The Sultan was silent for a long, contemplative moment. He looked at his daughter. He looked at the strange, brilliant, and impossibly audacious young lord before him. And he looked at the silent, crimson-eyed King in the shadows who stood beside him like a promise of a very, very messy war if he made the wrong choice.

And then, he threw his head back and he laughed. The sound was a genuine, unrestrained, and utterly delighted roar, a sound that echoed through the silent throne room and seemed to make the very stones vibrate with its joyous, triumphant energy.

“Excellent!” he boomed, slapping his hand on the arm of his throne. “A magnificent proposition! A test of the heart! A trial of the spirit! It is dramatic! It is romantic! It is… perfect! I accept!”

He had not just accepted the terms. He had embraced them with the enthusiastic, almost manic, glee of a man who has just been given the lead role in the greatest play of the century.

Amina, who had been holding her breath, let it out in a slow, silent sigh of relief. The crisis had been averted. The war had been avoided. And her own, personal, and deeply complicated future had just been postponed, if not entirely rewritten.

Lloyd himself felt a wave of dizziness so profound that he almost staggered. He had done it. He had stared into the abyss of his own, certain, and multi-faceted doom, and he had, through a combination of sheer, desperate nerve and a single, brilliant, and completely insane idea, managed to claw his way back out. He had not just survived. He had won. He had won time.

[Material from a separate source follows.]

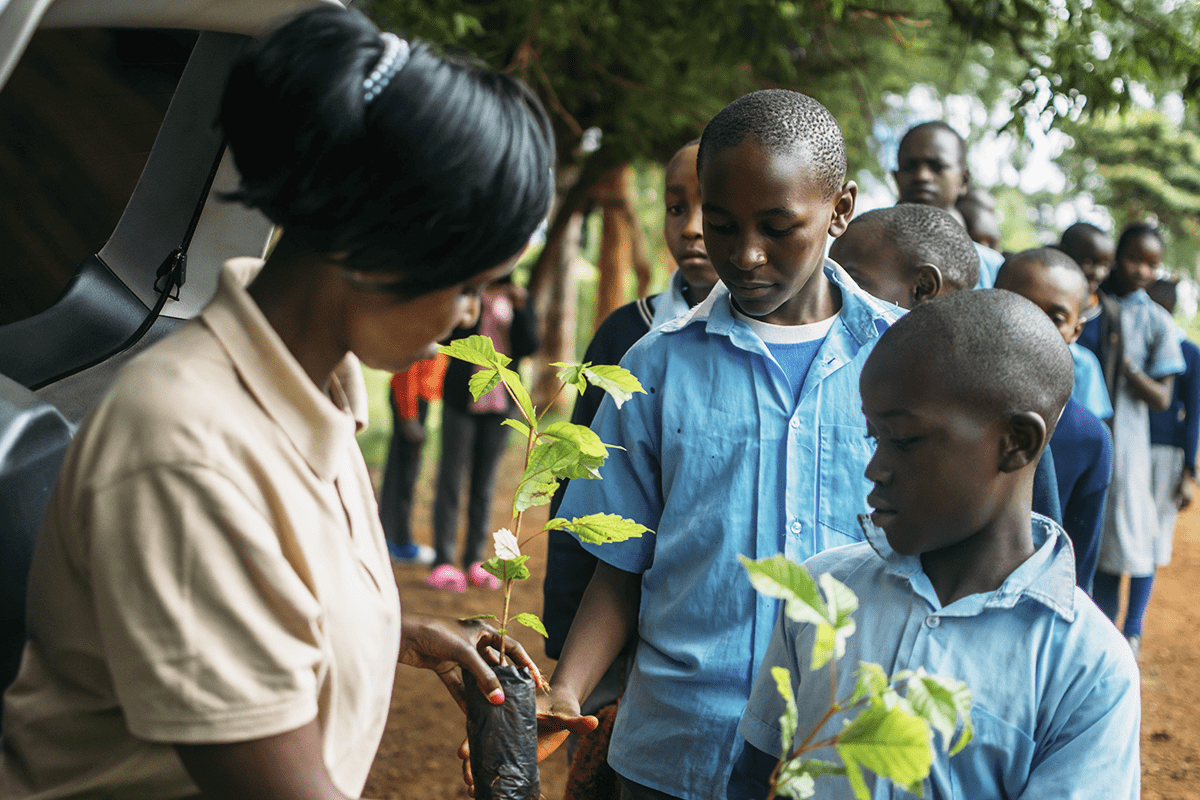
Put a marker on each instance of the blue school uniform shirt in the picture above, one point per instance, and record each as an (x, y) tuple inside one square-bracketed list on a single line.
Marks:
[(1055, 687), (721, 459), (989, 265), (1083, 459), (1179, 426), (1090, 390)]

The Sultan rose from his throne, his presence filling the room with a new, and very cheerful, energy. “It is settled, then!” he declared, clapping his hands together like a child who has just been promised a new toy. “A three-month engagement trial! We will draft a temporary accord! We will send a delegation! This will be magnificent!”

He then turned to Lloyd, and his expression was one of pure, unadulterated, and almost fatherly affection. “You, my boy,” he said, pointing a finger at him, “are a treasure. A true, and very rare, find. You have made my life interesting again. For that alone, you have my gratitude.”

He then looked at his daughter. “Amina, my dear. Go and prepare for your journey. Pack your warmest silks. I hear the north is dreadfully, dreadfully cold.”